If Bremner was the dominant figure when Hutchison played for Scotland then at Coventry – where fellow Scots included Holton, Ian Wallace, Willie Carr and Jim Blyth and the Sky Blues occasionally turned out in all-brown – it was Jimmy Hill. “In my time he was managing director and he did a lot for the club. There was a lot of razzmatazz: getting the colour of the city buses changed to sky blue, coming on to the pitch at Highfield Road on a horse next to Lady Godiva. But anytime you were talking to him it only took seconds for the conversation to get round to Jimmy Hill. When the cameras came to the ground he took over from the producer: ‘Now when I’m talking I want you all looking straight at me’. And at the annual ball he’d have his wife on one side of him and his girlfriend on the other. The man had some ego.”
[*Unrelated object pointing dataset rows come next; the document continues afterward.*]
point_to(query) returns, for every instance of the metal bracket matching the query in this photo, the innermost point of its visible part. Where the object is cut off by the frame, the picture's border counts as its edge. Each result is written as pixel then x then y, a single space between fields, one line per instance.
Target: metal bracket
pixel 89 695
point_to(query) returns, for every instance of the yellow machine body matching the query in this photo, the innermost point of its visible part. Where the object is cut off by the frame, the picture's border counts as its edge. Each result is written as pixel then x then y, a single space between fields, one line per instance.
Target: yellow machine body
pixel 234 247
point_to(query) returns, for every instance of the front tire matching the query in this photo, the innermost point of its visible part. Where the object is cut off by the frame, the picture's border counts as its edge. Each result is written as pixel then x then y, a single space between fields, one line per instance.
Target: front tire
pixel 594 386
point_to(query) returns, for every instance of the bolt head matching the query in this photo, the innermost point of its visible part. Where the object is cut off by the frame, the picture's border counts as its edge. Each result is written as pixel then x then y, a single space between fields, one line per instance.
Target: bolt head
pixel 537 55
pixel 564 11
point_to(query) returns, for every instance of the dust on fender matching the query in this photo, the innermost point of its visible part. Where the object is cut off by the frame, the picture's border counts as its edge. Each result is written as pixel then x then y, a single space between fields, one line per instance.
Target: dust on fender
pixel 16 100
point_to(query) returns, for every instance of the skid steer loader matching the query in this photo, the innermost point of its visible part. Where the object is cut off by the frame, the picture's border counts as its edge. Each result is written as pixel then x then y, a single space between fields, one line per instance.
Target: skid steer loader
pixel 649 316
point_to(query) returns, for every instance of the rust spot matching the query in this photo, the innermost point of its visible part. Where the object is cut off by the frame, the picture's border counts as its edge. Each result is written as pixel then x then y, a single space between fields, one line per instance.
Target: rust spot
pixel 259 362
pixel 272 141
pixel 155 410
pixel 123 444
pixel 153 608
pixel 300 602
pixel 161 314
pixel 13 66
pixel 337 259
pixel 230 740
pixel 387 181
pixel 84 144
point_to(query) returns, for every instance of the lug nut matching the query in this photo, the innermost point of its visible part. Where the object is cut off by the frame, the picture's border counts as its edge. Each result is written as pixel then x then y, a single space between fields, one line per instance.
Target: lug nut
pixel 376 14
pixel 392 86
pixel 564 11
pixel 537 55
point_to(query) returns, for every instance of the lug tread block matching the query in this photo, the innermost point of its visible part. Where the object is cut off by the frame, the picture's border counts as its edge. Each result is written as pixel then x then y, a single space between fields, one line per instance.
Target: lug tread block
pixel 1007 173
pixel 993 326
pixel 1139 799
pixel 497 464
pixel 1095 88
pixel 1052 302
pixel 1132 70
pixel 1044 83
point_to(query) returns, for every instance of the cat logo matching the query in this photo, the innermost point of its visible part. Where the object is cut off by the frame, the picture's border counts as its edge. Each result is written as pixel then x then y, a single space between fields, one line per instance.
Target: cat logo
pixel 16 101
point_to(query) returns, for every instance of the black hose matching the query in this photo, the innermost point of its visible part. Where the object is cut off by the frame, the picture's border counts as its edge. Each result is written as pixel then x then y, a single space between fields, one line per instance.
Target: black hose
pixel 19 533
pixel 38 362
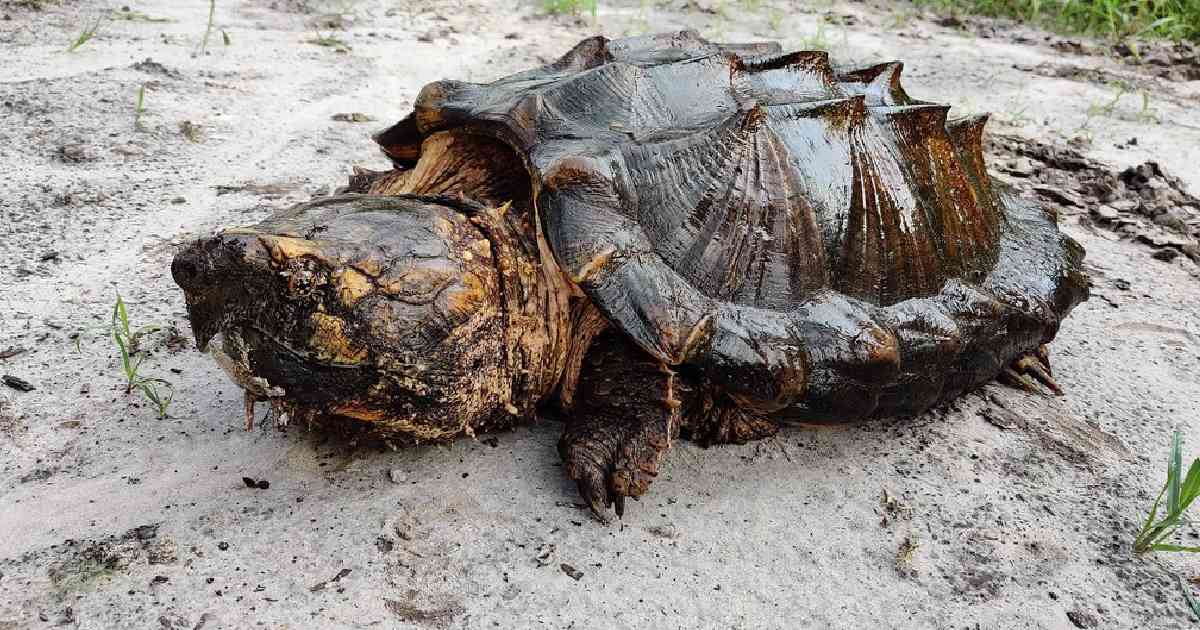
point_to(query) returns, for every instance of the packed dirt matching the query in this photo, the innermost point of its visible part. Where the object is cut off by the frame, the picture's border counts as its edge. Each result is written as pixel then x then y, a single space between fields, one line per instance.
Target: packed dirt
pixel 1001 510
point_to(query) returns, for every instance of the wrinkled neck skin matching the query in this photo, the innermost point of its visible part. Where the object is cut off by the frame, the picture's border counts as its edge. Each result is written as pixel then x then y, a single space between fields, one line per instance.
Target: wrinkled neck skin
pixel 539 306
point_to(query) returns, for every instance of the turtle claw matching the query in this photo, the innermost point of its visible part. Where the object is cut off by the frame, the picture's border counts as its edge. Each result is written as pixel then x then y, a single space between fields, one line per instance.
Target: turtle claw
pixel 612 460
pixel 1029 367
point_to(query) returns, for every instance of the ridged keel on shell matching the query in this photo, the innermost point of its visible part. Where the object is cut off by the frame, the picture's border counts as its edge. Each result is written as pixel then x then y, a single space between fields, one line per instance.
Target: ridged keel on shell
pixel 816 243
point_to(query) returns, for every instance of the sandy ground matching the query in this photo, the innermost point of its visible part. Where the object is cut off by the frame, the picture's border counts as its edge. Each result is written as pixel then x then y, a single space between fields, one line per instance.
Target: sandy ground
pixel 1005 510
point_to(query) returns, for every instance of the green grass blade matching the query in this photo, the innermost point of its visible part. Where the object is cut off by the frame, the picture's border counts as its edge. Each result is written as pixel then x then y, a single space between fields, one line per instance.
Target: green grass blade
pixel 1189 599
pixel 1173 474
pixel 1165 546
pixel 1191 487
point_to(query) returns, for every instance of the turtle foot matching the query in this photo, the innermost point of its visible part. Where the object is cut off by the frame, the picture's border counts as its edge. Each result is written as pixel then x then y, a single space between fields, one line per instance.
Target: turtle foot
pixel 611 459
pixel 1030 369
pixel 625 414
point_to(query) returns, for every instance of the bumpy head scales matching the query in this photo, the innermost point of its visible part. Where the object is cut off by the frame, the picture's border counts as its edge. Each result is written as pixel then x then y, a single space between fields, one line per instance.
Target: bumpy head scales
pixel 388 310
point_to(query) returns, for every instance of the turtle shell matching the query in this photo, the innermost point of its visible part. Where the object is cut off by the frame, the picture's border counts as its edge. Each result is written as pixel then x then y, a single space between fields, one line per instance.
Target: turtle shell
pixel 815 243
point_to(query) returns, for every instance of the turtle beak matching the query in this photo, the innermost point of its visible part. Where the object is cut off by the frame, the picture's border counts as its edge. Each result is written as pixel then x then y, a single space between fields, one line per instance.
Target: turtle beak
pixel 217 276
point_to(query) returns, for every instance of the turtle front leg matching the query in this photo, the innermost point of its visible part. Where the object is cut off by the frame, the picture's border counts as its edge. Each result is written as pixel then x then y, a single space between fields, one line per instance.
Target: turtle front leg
pixel 1031 366
pixel 627 413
After his father died Hutchison gifted his Scotland shirt to Dundonald Bluebell and he rejoined it in Fife by moving back to the kingdom with his wife Irene six years ago. A grandfather who divides his time between Thornton and a static caravan in Elie, he achieved the late-career distinctions of playing until he was 46 with Merthyr Tydfil and being the oldest in Euro competition four years before with Swansea. But these tend to be forgotten next to the pub-quiz claim to notoriety of scoring both goals in the 1987 FA Cup final between his team Manchester City and Tottenham Hotspur.

For someone who, because of his highly unpromising start, has always counted his blessings, this didn’t cause the mental scarring you might think, especially given that Spurs won the replay. “I remember being interviewed by Sky Sports on some anniversary or other. It was in a cafe like this but the reporter was very rude to the woman behind the counter, ordering her to keep the place quiet. She was probably paid a pittance so I decided to have some fun with the reporter and annoy him. ‘So Tommy’, he said, ‘what did it feel like to score at both ends?’ ‘I didn’t’, I said, ‘both goals went in the same end’. He shouted ‘Cut’ and began again. ‘What did it feel like to score with two headers?’ ‘I didn’t – their equaliser came off my shoulder’. ‘Cut.’ The woman couldn’t stop laughing.”

Tea ladies, as Mister Gentlemen would tell you, can be very encouraging to young footballers and should always be treated with respect.